Мои дружеские чувства к Бразу были основаны именно на этой черте (которой я обладаю в несравненно меньшей степени), но они были основаны еще и на его беззаветной любви к искусству, выразившейся как в его личном творчестве, так и в его любовании произведениями других художников, старых и новых...
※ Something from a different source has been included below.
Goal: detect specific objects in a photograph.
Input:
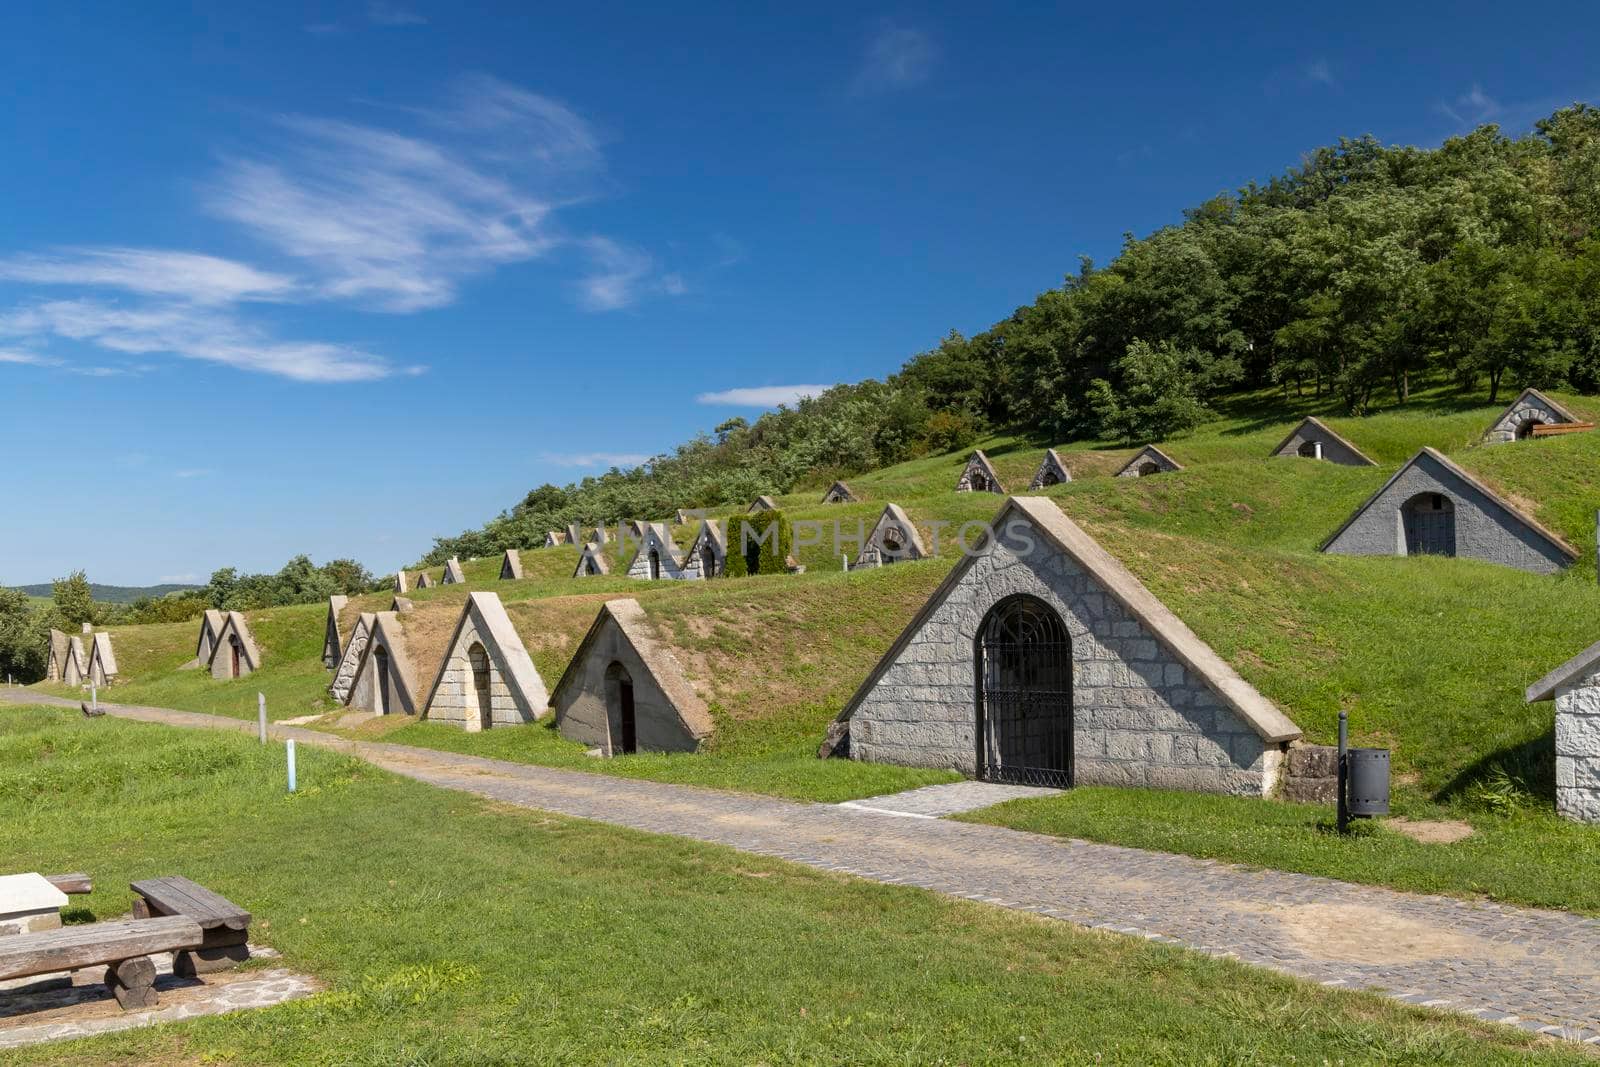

Однако любовь Браза к искусству выражалась, пожалуй, еще более ярко в его собирательстве, и не в самом факте какого-то “стяжания”, а в том, что он чувствовал действительно непреодолимую потребность окружать себя прекрасными вещами, “возиться” с ними, изучать их. Громадный опыт Браз приобрел при этом на своей собственной коллекции в том, что он сам реставрировал свои старинные картины и возвращал им их прежний блеск и красочность. Большое наслаждение я испытывал, когда случалось вместе с ним любоваться каким-нибудь чрезвычайно прекрасным художественным произведением, но очень привлекательно было в нем и то, как он выискивал в произведении скромном, а то даже и не вполне удачном, черты красоты и поэтичности. В эти минуты он весь преображался. Куда девалась горечь его скепсиса, его привычка “ничего ниоткуда не ожидать хорошего”! Указывая на ту или другую особенность колорита, техники или замысла в картине, осторожно и любовно поворачивая в руках какую-либо бронзовую фигурку, Браз буквально весь преображался и своим восторгом, своим умилением заражал тех, с кем он делился радостями. Как печально, что уж никогда больше я не увижу той его счастливой улыбки, которая появлялась в такие минуты и которая тем более трогала, что она озаряла лицо, носившее явные следы самых тяжелых испытаний!..
1936 г.
1 От французского “sуcession” — отделение от чего-либо.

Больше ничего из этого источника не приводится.